Seven months on, we urgently need to address our long-term future. At present, the full reopening of our theatres still seems some way off and many shows are still stuck in limbo. The vital Cultural Recovery Fund tides venues, organisations and companies over until spring, but what then? We still need a fixed timeline to work towards – if only just a ‘not before’ date, and we need an insurance scheme to underwrite interruptions as already granted to television and film. That’s a gamechanger.
Make no mistake: the current situation of social distancing shows in the commercial sector is only a stop-gap. It is not sustainable long-term. We cannot carry on with small-scale, concert style productions in theatres for more than a few weeks. To bring our productions back in full, to reopen the theatre economy and its eco-system, we have to restore the full spectrum performance can offer – intimate, off-beat encounters, and all-singing-all-dancing spectaculars, large scale Shakespeare productions, inclusive community shows and exquisite operatics.
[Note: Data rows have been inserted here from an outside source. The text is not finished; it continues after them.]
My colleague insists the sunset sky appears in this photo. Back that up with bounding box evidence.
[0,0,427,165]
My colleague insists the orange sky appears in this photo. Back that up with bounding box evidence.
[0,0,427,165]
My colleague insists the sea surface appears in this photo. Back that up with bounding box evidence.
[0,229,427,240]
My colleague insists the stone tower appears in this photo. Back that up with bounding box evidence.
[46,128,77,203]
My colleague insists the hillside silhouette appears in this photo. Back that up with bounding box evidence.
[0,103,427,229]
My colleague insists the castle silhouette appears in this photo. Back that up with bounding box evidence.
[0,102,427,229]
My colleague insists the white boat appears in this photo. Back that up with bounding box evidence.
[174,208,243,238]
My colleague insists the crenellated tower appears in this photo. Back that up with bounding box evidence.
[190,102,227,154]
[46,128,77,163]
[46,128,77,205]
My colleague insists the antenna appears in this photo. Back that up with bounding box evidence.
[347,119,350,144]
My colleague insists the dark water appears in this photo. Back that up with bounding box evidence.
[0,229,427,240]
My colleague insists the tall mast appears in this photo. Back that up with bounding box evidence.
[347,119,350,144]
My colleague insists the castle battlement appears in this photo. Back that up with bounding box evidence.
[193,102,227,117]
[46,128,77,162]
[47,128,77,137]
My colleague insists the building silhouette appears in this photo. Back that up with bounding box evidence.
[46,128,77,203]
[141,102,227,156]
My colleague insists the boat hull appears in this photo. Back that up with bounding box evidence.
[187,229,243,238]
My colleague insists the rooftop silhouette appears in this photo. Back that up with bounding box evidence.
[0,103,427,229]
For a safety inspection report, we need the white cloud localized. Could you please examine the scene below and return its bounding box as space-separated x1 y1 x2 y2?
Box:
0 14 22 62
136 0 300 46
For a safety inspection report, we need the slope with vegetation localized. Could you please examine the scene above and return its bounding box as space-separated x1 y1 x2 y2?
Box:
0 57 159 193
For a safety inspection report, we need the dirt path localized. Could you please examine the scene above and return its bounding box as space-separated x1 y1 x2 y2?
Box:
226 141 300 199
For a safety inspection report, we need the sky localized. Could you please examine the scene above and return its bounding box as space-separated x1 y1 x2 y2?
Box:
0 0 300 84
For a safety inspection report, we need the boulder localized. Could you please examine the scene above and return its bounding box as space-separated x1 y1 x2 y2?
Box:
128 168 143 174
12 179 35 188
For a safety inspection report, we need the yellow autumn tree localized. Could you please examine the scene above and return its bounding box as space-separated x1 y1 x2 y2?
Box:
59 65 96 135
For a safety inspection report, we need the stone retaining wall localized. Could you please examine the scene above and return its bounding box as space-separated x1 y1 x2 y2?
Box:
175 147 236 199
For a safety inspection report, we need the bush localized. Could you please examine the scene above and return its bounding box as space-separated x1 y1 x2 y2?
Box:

The Chancellor’s statement on the ‘unviability’ of theatre is not just a neat sidestep. It’s an admission of defeat. It presents theatre’s current temporary fix as its only possible future. The truth is he can no more afford that than we can, and actually I have huge faith that Oliver Dowden and the government do understand the gigantic impact UK theatre has on our nation’s economic and, crucially, social and mental health. They know theatre’s more than viable. It’s one of this country’s greatest economic assets: a significant generator of VAT, a cultural force exported around the world and the number two reason tourists visit the UK. Without theatre’s full return, the hit to the economy is estimated at between £6.6bn and £9.3bn a year. The annual loss of VAT alone would be up to £1bn.
But this is no longer simply a fiscal issue. It is a national one: a question of public health and well-being. Remember the Mental Health Foundation’s assertion that arts and culture can play a part in solving social issues such as aging and loneliness; that it “alleviates anxiety, depression and stress.” In the wake of all this, we are more important than ever. We have to be part of the national recovery. And that recovery starts now.
Medicine saves lives, but culture makes life worth living. Ask Matt Hancock: “What the NHS does is life-saving. But what the arts and social activities do is life-enhancing,” the Health Secretary said back in 2018. “We should value the arts and social activities because they’re essential to our health and wellbeing. It’s scientifically proven. Access to the arts and social activities improves people’s mental and physical health.”
That ‘and’ is key – arts and social activities. Digital approximations alone aren’t enough. Art in isolation isn’t enough. We need to share experiences in communal spaces. We need to feed off each other’s emotions, to sit in rapt silence with nothing to break the spell, to laugh that much harder because we’re laughing together. That’s one of the things I’m most looking forward to with The Comeback this December. Theatre’s return can’t come soon enough.